El otro lado de esta fiesta tiene que ver con el consumo, orientado por una ficción posmoderna. Algunos celebran Navidad sin creer, no solo en el Cristo que debe nacer, sino tampoco en la solidaridad con el prójimo que tienen al lado. La apariencia sustituye a la esencia y las luces de las guirnaldas solo esclarecen el ansia de placer derivada de la aparente prosperidad. Las innegables penurias económicas que hemos vivido en los últimos años han hecho que algunos, al escapar de ellas, prefieran construirse un país particular, que no se parece ni a La Habana de otro tiempo, ni a Madrid, ni siquiera a Nueva York, sino a un set cinematográfico con nieve artificial y todo. En este caso, la parafernalia de esas Christmas estaría asociada con la noción de solvencia, jerarquía, poder y no funcionaría como un aglutinador de las relaciones humanas, sino como un ritual de grupo que toma como referencia a otros grupos de élite foráneos.

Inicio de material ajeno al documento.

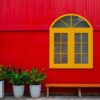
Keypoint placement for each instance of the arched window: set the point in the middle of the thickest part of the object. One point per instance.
(71, 43)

Así como es difícil pronosticar de forma certera la evolución de la sociedad cubana para el próximo lustro, tampoco es posible caracterizar cómo volverá a aclimatarse la Navidad entre nosotros y de qué modo logrará ser un componente auténticamente encajado en nuestra vida espiritual y en las manifestaciones culturales populares. Por mi parte, yo preferiría recibir una de aquellas postales de cartulina iluminadas a mano y no esos mensajes de correo electrónico enormes, con imágenes que pestañean y cuesta muchísimo bajar, donde siempre hay un ángel, a pesar de que casi siempre quien los remite no cree en ellos (2012).

2 comentarios

  1. Ivón Guerra

    Soy de una generacion nacida en la revolución, en mi casa cuando era pequeña se celebraban las navidades creo que por arraigo familiar,siempre se ponia un arbolito de pino que estaba sembrado en el jardin de la casa (en san miguel del padron), se esperaban a los reyes magos, tengo fotos de esos tiempos y eran hermosos, nada que ver con un sentido material o foráneo, veinticinco años despues de esos felices recuerdos volvi a celebrar la navidad sin pavo, con un pescado asado al horno en familia, y nunca mas he tenido un arbol natural, pero creo que cualquiera que sea el motivo para los cubanos de celebrar la navidad es una ilusión para vivir buenos momentos.

  2. Javier Figueroa

    Según narra Renee Méndez Capote en su Historia de una cubanita que nació con el siglo, a los hijos de mambises les traía regalos Santa Claus ya que los Reyes Magos se asociaban a España y a los españoles que residían en Cuba.